Charlotte has built quite a scooby gang around her and Wexford, and the characters are fully fleshed and they’re easy to care about and cheer for.  But the dynamic between Wexford and Charlotte has become increasingly sentimental to the point of down right syrupy.  The sentiments are lovely, but just a little too much for my tastes.  I was also getting aggravated at the overuse of the word ‘dastards’.

I’m still a fan, but I’m hoping the next book will regain a little of the edge the first couple had.

Silverhill

SilverhillSilverhill
by Phyllis A. Whitney
Rating: ★★★★
Publication Date: May 1, 1969
Pages: 192
Genre: Suspense
Publisher: Fawcett Crest

From the day Malinda Rice first comes to Silverhill -- her mother's home -- her hope turns to fear. But she will not run. For the beauty of Silverhill's setting hides more than one family's secrets. And Malinda must fight for both her sanity and her life before she discovers the full, horrifying truth about the past evil and present terrors that may engulf her....


 

One of Whitney’s earlier publications, this one still has the intricate plotting and surprises that are missing in her later titles.  Conversely, it’s one of the less evocatively atmospheric of hers I’ve read so far.

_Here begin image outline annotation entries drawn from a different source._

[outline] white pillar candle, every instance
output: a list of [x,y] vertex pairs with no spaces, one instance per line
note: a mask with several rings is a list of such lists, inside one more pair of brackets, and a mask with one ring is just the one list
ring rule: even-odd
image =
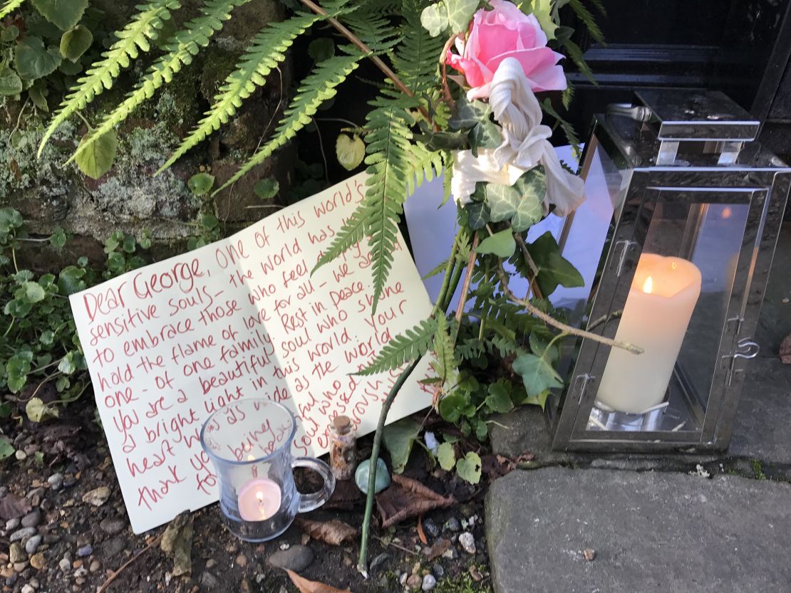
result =
[[664,400],[700,285],[700,270],[691,262],[653,253],[640,256],[615,339],[642,348],[643,353],[612,349],[599,402],[641,414]]

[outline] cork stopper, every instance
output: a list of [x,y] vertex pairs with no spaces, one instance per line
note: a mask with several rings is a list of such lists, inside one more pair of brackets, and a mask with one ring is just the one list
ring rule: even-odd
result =
[[351,418],[348,416],[337,416],[332,421],[332,427],[338,434],[346,434],[351,431]]

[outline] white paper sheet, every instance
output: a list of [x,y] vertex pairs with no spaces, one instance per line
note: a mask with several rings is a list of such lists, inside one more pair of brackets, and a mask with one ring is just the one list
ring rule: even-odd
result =
[[[310,270],[365,193],[365,174],[228,239],[71,296],[97,405],[135,533],[218,499],[199,434],[240,398],[289,406],[293,451],[328,450],[331,419],[376,429],[398,372],[350,376],[425,319],[428,295],[403,240],[377,314],[367,242]],[[393,421],[430,404],[422,361]]]

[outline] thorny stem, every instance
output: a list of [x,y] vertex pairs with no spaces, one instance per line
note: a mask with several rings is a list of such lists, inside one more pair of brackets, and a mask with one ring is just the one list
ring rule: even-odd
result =
[[[303,2],[305,0],[303,0]],[[445,311],[448,308],[450,303],[450,299],[452,298],[453,294],[456,293],[456,289],[459,285],[459,279],[461,276],[461,266],[456,266],[456,269],[453,269],[456,263],[456,254],[459,250],[459,243],[460,241],[457,236],[456,240],[453,243],[451,256],[448,259],[448,265],[445,266],[445,281],[443,281],[442,289],[440,290],[440,293],[437,296],[437,303],[434,304],[434,308],[432,311],[432,315],[437,315],[440,312],[443,315],[445,314]],[[475,247],[473,247],[472,251],[475,251]],[[451,276],[451,270],[453,270],[452,276]],[[448,277],[451,277],[449,281],[448,281]],[[379,449],[381,447],[382,430],[384,428],[384,422],[387,421],[388,413],[390,411],[390,406],[392,406],[392,402],[396,399],[396,396],[401,390],[403,383],[406,383],[407,380],[409,378],[409,376],[411,375],[412,372],[415,369],[415,368],[417,368],[418,363],[419,362],[420,359],[418,358],[401,372],[399,378],[390,389],[390,392],[388,394],[388,397],[385,398],[384,402],[382,404],[382,411],[379,414],[379,422],[377,425],[377,432],[373,433],[373,446],[371,448],[371,457],[369,458],[369,462],[370,465],[373,466],[373,468],[370,466],[369,467],[368,494],[365,495],[365,512],[363,515],[362,527],[361,528],[361,536],[360,538],[360,555],[358,557],[357,561],[358,571],[366,578],[368,577],[368,540],[370,537],[371,531],[371,516],[373,514],[373,489],[376,485],[377,478],[376,462],[379,458]]]
[[503,292],[505,296],[508,296],[511,300],[517,304],[522,305],[526,308],[530,313],[538,317],[543,322],[547,323],[547,325],[551,325],[553,327],[557,327],[561,331],[564,331],[566,334],[570,334],[571,335],[579,336],[581,338],[587,338],[589,339],[593,340],[594,342],[598,342],[601,344],[605,344],[613,348],[621,348],[624,350],[627,350],[633,354],[642,354],[643,349],[634,346],[634,344],[629,344],[626,342],[620,342],[619,340],[611,340],[609,338],[604,338],[604,336],[597,335],[596,334],[592,334],[589,331],[585,331],[585,330],[579,330],[576,327],[572,327],[570,325],[566,325],[562,322],[558,321],[554,317],[551,317],[547,313],[543,312],[538,307],[534,305],[530,302],[528,299],[520,299],[517,296],[508,286],[508,277],[505,274],[505,270],[502,268],[502,263],[498,263],[498,275],[500,277],[500,283],[502,285]]
[[[370,47],[362,43],[359,37],[347,29],[343,23],[338,21],[338,19],[327,16],[327,11],[318,4],[312,2],[312,0],[300,0],[300,2],[316,14],[320,14],[322,17],[327,17],[327,22],[331,25],[335,30],[338,31],[338,32],[349,40],[349,41],[350,41],[362,53],[365,54],[369,59],[374,64],[376,64],[377,67],[384,73],[384,75],[392,81],[393,84],[396,85],[396,87],[399,91],[407,95],[407,96],[414,96],[414,93],[412,93],[412,91],[405,84],[403,84],[401,79],[398,77],[398,75],[392,71],[390,66],[385,64],[378,55],[375,55],[373,51]],[[420,111],[420,115],[426,118],[426,122],[431,122],[431,115],[430,115],[429,112],[426,111],[426,108],[421,105],[418,108],[418,110]]]

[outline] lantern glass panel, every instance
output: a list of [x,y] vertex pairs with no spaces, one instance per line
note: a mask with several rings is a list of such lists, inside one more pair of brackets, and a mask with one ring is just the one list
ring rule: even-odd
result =
[[645,351],[600,347],[585,431],[702,430],[750,213],[745,192],[706,195],[646,191],[634,227],[642,248],[603,330]]

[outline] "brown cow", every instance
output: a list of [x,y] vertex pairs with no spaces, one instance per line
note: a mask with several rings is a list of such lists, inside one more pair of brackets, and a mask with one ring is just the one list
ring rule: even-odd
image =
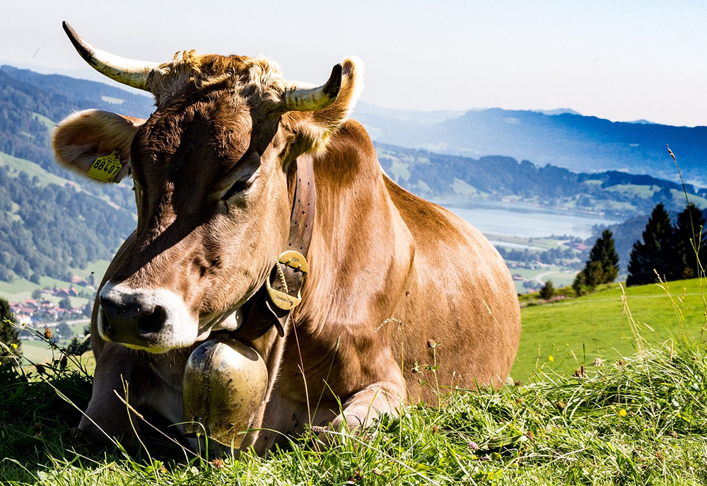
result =
[[[132,175],[137,204],[137,228],[94,306],[97,365],[81,430],[104,441],[100,429],[133,434],[114,393],[123,395],[122,380],[133,405],[182,422],[187,357],[214,333],[247,333],[249,301],[286,246],[296,169],[308,161],[310,270],[283,328],[271,316],[244,340],[269,374],[251,427],[357,427],[449,387],[503,383],[520,333],[508,270],[472,226],[384,173],[366,130],[346,120],[359,63],[346,59],[315,87],[286,82],[262,58],[124,59],[65,28],[92,66],[150,91],[157,106],[147,120],[81,112],[54,133],[58,162],[84,175],[117,149],[116,180]],[[251,433],[242,447],[263,451],[280,436]]]

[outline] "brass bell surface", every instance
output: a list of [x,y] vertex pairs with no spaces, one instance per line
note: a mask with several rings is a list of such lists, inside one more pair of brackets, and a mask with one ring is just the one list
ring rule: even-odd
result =
[[267,367],[252,347],[211,340],[194,349],[184,372],[184,430],[238,448],[265,399]]

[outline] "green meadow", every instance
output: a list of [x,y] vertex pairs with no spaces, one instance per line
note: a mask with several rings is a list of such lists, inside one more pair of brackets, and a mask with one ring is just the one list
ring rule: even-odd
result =
[[623,289],[613,284],[583,297],[525,307],[511,376],[525,380],[544,364],[578,369],[592,365],[595,358],[631,354],[637,335],[648,343],[684,333],[699,338],[707,311],[701,288],[706,284],[698,279]]
[[199,455],[144,424],[140,442],[97,449],[75,429],[90,396],[88,355],[62,365],[55,349],[41,374],[0,366],[0,484],[706,484],[700,282],[625,295],[614,285],[525,307],[513,384],[443,390],[365,430],[326,443],[307,430],[264,456]]

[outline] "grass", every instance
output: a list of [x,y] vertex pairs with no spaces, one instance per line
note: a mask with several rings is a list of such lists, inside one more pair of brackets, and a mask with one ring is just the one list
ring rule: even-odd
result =
[[[6,485],[696,485],[707,482],[707,357],[686,340],[573,376],[550,364],[503,390],[445,392],[325,447],[312,434],[265,457],[196,457],[144,437],[149,454],[75,436],[90,378],[58,361],[0,368]],[[71,402],[71,403],[69,403]]]
[[[631,315],[643,339],[656,343],[679,335],[677,308],[685,319],[686,335],[699,337],[706,311],[700,285],[695,279],[626,289]],[[573,294],[571,287],[561,291]],[[566,366],[579,368],[590,365],[597,357],[633,352],[637,342],[623,313],[622,295],[621,288],[614,284],[577,299],[523,308],[523,330],[513,376],[522,378],[551,355]]]

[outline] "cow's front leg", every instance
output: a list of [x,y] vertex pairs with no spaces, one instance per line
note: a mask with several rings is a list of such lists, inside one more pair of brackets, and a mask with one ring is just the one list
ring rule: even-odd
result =
[[151,377],[139,352],[115,342],[106,343],[96,362],[90,401],[78,430],[98,444],[109,445],[114,437],[132,442],[135,436],[133,426],[135,431],[139,430],[139,420],[134,414],[129,416],[127,407],[115,393],[136,406]]
[[344,422],[351,432],[367,427],[381,414],[398,413],[404,401],[402,375],[399,381],[373,383],[354,393],[344,403],[344,410],[332,421],[330,430],[341,432]]

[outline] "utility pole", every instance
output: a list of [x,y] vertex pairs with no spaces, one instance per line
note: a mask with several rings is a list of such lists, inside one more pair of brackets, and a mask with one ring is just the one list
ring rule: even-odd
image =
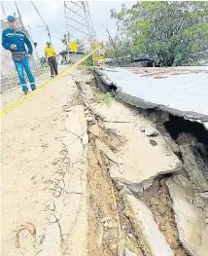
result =
[[2,8],[2,11],[3,11],[4,16],[5,16],[5,18],[6,18],[7,16],[6,16],[6,13],[5,13],[4,6],[3,6],[3,3],[2,3],[2,2],[1,2],[1,8]]
[[42,18],[42,16],[41,16],[40,13],[38,12],[38,9],[37,9],[36,6],[34,5],[34,3],[33,3],[32,1],[31,1],[31,3],[32,3],[32,5],[33,5],[33,7],[35,8],[36,12],[38,13],[39,17],[41,18],[42,21],[44,22],[44,24],[45,24],[45,26],[46,26],[46,28],[47,28],[47,31],[48,31],[48,36],[49,36],[50,41],[51,41],[51,43],[52,43],[52,45],[49,26],[47,25],[47,23],[45,22],[44,18]]
[[[64,1],[64,15],[65,15],[65,25],[66,25],[66,51],[67,51],[67,56],[68,56],[68,61],[69,61],[69,43],[70,43],[70,33],[68,32],[67,28],[67,18],[66,18],[66,2]],[[69,37],[68,37],[69,35]]]
[[[34,45],[34,47],[35,47],[34,41],[33,41],[33,39],[32,39],[31,29],[30,29],[30,26],[29,26],[29,25],[28,25],[28,31],[29,31],[30,39],[31,39],[31,41],[32,41],[32,43],[33,43],[33,45]],[[38,55],[38,52],[37,52],[36,47],[35,47],[34,51],[35,51],[35,54],[36,54],[36,56],[37,56],[37,60],[38,60],[38,64],[39,64],[39,68],[41,69],[41,61],[40,61],[40,58],[39,58],[39,55]]]
[[108,31],[107,28],[106,28],[106,31],[107,31],[107,33],[108,33],[108,35],[109,35],[109,39],[110,39],[110,41],[111,41],[111,44],[112,44],[112,46],[113,46],[113,48],[114,48],[114,51],[115,51],[115,54],[116,54],[116,57],[117,57],[117,61],[118,61],[118,63],[119,63],[119,65],[121,66],[120,58],[119,58],[118,54],[117,54],[117,46],[116,46],[116,44],[114,43],[114,40],[112,39],[112,37],[111,37],[111,35],[110,35],[110,33],[109,33],[109,31]]

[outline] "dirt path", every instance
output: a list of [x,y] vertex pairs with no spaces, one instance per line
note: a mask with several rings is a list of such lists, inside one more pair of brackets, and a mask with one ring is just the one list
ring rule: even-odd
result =
[[[59,65],[58,71],[61,72],[65,68],[67,68],[66,65]],[[42,84],[47,82],[49,79],[50,79],[50,70],[43,71],[43,73],[40,76],[36,77],[37,87],[41,86]],[[17,100],[22,95],[23,95],[23,92],[21,91],[20,87],[15,87],[15,88],[5,91],[1,96],[1,98],[2,98],[2,100],[1,100],[2,106],[1,107],[2,108],[7,107],[9,104],[14,102],[15,100]]]
[[[2,254],[34,255],[33,238],[24,231],[20,249],[15,246],[17,229],[31,222],[41,238],[50,213],[46,201],[59,166],[64,136],[62,106],[73,94],[70,76],[54,82],[2,120]],[[16,97],[19,94],[16,91]],[[22,235],[22,234],[21,234]]]

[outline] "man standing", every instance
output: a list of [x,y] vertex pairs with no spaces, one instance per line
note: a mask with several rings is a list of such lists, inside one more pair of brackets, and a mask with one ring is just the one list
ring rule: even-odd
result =
[[[29,58],[32,56],[32,45],[27,36],[19,31],[17,27],[16,18],[13,16],[8,17],[9,28],[2,32],[2,46],[11,51],[12,57],[18,74],[21,89],[24,94],[28,93],[27,83],[24,78],[24,70],[27,74],[31,90],[36,89],[35,78],[32,74]],[[28,48],[28,53],[25,49],[25,44]]]
[[51,45],[51,42],[47,42],[47,47],[45,47],[45,56],[46,61],[48,61],[51,68],[51,77],[54,77],[58,74],[57,72],[57,62],[54,48]]

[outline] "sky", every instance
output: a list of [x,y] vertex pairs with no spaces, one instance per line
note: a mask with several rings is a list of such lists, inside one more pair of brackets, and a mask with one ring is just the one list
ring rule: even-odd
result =
[[[96,38],[98,40],[107,40],[108,34],[106,28],[112,36],[116,33],[116,22],[114,19],[110,18],[111,9],[115,9],[119,12],[122,4],[130,7],[135,3],[136,1],[88,1]],[[34,42],[38,43],[37,50],[39,56],[44,55],[44,48],[49,38],[43,21],[30,1],[17,1],[17,4],[24,25],[27,29],[29,25],[32,39]],[[65,32],[63,1],[34,1],[34,4],[49,26],[52,44],[56,53],[59,54],[61,51],[65,50],[64,45],[60,41]],[[3,6],[7,16],[17,12],[14,1],[3,1]]]

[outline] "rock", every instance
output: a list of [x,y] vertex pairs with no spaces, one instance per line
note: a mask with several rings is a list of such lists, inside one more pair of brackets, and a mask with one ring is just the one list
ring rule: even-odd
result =
[[208,200],[208,192],[202,192],[199,194],[201,198],[205,199],[205,200]]
[[69,133],[62,139],[62,143],[67,148],[71,165],[74,165],[83,159],[83,143],[80,138]]
[[[166,184],[173,201],[180,241],[190,255],[205,256],[202,253],[205,245],[201,243],[205,213],[191,203],[194,196],[191,182],[182,175],[176,175],[168,179]],[[208,239],[205,243],[208,243]]]
[[143,186],[141,183],[140,184],[136,184],[136,183],[129,184],[127,185],[127,188],[134,193],[143,193]]
[[55,210],[55,205],[54,205],[54,201],[50,201],[50,203],[49,203],[49,209],[50,209],[50,210]]
[[109,244],[109,249],[113,253],[113,255],[117,255],[117,243],[111,243]]
[[151,143],[151,145],[152,146],[156,146],[156,145],[158,145],[156,142],[156,140],[154,140],[154,139],[150,139],[150,143]]
[[171,241],[170,248],[172,250],[178,250],[179,249],[179,243],[177,241]]
[[88,122],[91,122],[91,121],[93,121],[94,119],[93,119],[93,117],[87,116],[87,117],[86,117],[86,120],[88,121]]
[[55,177],[56,180],[61,181],[63,179],[64,175],[57,175]]
[[112,150],[99,139],[95,140],[95,144],[98,150],[102,151],[111,161],[116,164],[121,164],[121,161],[118,159],[118,157],[112,152]]
[[151,126],[148,126],[145,128],[145,135],[146,136],[155,136],[155,135],[157,135],[158,134],[158,131],[151,127]]
[[54,223],[56,221],[57,221],[56,217],[54,216],[53,213],[52,213],[50,216],[50,223],[52,224],[52,223]]
[[206,206],[205,201],[202,200],[202,198],[199,195],[193,198],[193,203],[195,204],[197,208],[203,209]]
[[140,128],[140,131],[141,131],[141,132],[145,132],[145,128],[144,128],[144,127],[141,127],[141,128]]
[[54,188],[55,188],[54,184],[51,184],[51,185],[50,185],[50,189],[51,189],[51,190],[54,190]]
[[119,192],[119,196],[121,198],[122,195],[124,194],[130,194],[131,195],[131,192],[130,190],[126,187],[126,186],[123,186],[121,191]]
[[61,189],[60,187],[57,187],[57,188],[55,189],[55,191],[56,191],[56,192],[61,192],[62,189]]
[[69,163],[69,159],[65,158],[64,161],[63,161],[63,164],[68,164],[68,163]]
[[128,238],[132,239],[133,238],[133,235],[132,234],[128,234]]
[[25,232],[25,233],[22,234],[22,238],[27,238],[28,235],[29,235],[28,232]]
[[97,125],[93,125],[88,129],[94,136],[99,137],[100,128]]
[[65,121],[65,128],[68,132],[77,137],[82,137],[87,132],[87,122],[82,105],[71,107],[71,111],[68,113]]
[[135,235],[140,238],[143,250],[150,256],[174,256],[148,206],[133,196],[123,197],[125,211],[134,226]]
[[81,175],[82,170],[79,168],[71,169],[69,173],[65,174],[64,183],[66,193],[83,193]]
[[82,142],[84,146],[88,144],[88,134],[87,133],[83,135]]
[[103,223],[103,222],[107,222],[107,221],[110,221],[111,218],[110,217],[104,217],[102,219],[100,219],[100,222]]
[[111,222],[111,221],[105,222],[105,223],[104,223],[104,227],[105,227],[106,229],[118,228],[118,223],[116,223],[116,222]]
[[61,237],[57,222],[52,223],[47,229],[45,239],[40,246],[37,256],[61,256]]
[[[148,181],[148,186],[140,186],[139,191],[142,192],[142,187],[143,190],[144,187],[145,190],[150,187],[151,180],[155,177],[181,170],[182,163],[173,154],[162,136],[160,134],[156,136],[156,141],[157,145],[153,147],[149,142],[150,138],[144,136],[139,128],[135,128],[135,122],[142,126],[144,121],[140,117],[135,119],[135,116],[132,117],[128,110],[123,109],[121,106],[119,107],[121,108],[120,113],[121,111],[123,113],[119,121],[127,119],[133,124],[106,124],[107,128],[116,128],[117,133],[123,134],[127,139],[120,151],[115,153],[116,158],[121,160],[121,165],[111,163],[110,175],[116,184],[121,182],[133,191],[133,187],[137,187],[137,185],[133,184],[141,184]],[[116,109],[117,113],[119,107]],[[114,115],[116,116],[116,113]],[[169,156],[165,156],[167,152]],[[129,185],[133,185],[133,187],[130,188]]]
[[124,256],[138,256],[137,254],[131,252],[127,247],[125,248],[125,255]]
[[60,192],[55,191],[53,195],[54,195],[55,198],[59,198],[59,197],[60,197],[60,194],[61,194]]
[[58,186],[63,190],[65,188],[65,184],[64,184],[64,181],[61,180],[58,184]]
[[38,242],[39,244],[41,244],[41,243],[44,241],[44,239],[45,239],[45,235],[40,235],[40,236],[38,236],[38,238],[37,238],[37,242]]

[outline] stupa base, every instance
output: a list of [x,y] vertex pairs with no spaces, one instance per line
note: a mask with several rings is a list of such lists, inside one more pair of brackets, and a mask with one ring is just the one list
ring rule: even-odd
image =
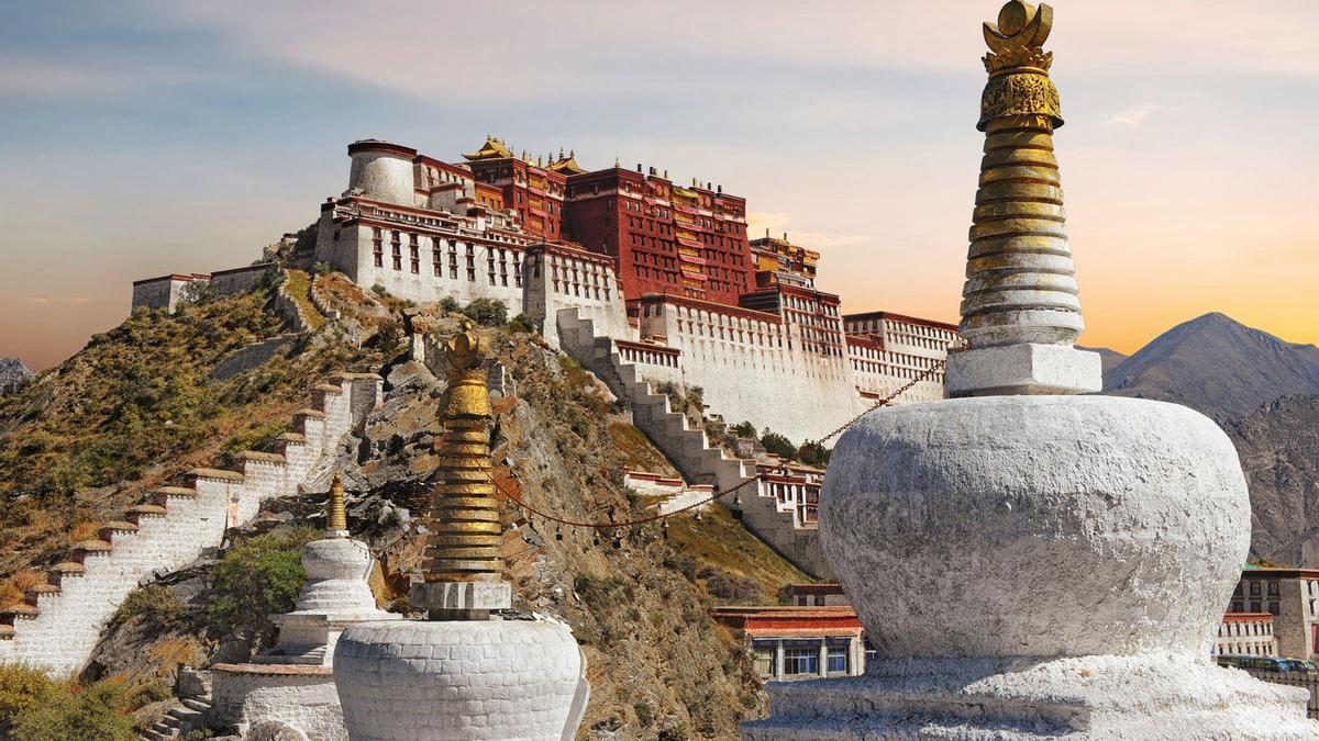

The thing a reader has to accept about Whitney is that her whole raison d’être in writing was to thrust heroines into the most unwelcome home she could imagine and have her persevere in spite of all stumbling blocks.  It’s formulaic, definitely, but each of her earlier novels becomes unique in the setting, the secrets and the mystery.

Silverhill absolutely fits the Whitney formula, and it made me a bit impatient at the start as all the usual hurdles, cruelty and heartache were presented along with the future insta-love (these books were written in the 50’s and 60’s when apparently if it took you longer than 48 hours to decide you’d met your One True Love, you might as well not bother).

But one all of that was gotten through, the story was a surprise.  I thought I knew where it was going, and I was sort of right, but the salient detail of the whole thing blindsided me when it was revealed.  So much karma getting doled out to everyone.  And, of course, a happy ending for our heroine.

When a good Whitney comes along, they are a pure indulgence to a much more innocent, yet horrific, form of story telling for readers who like their suspense served in tandem with romance, and a touch of gothic for garnish.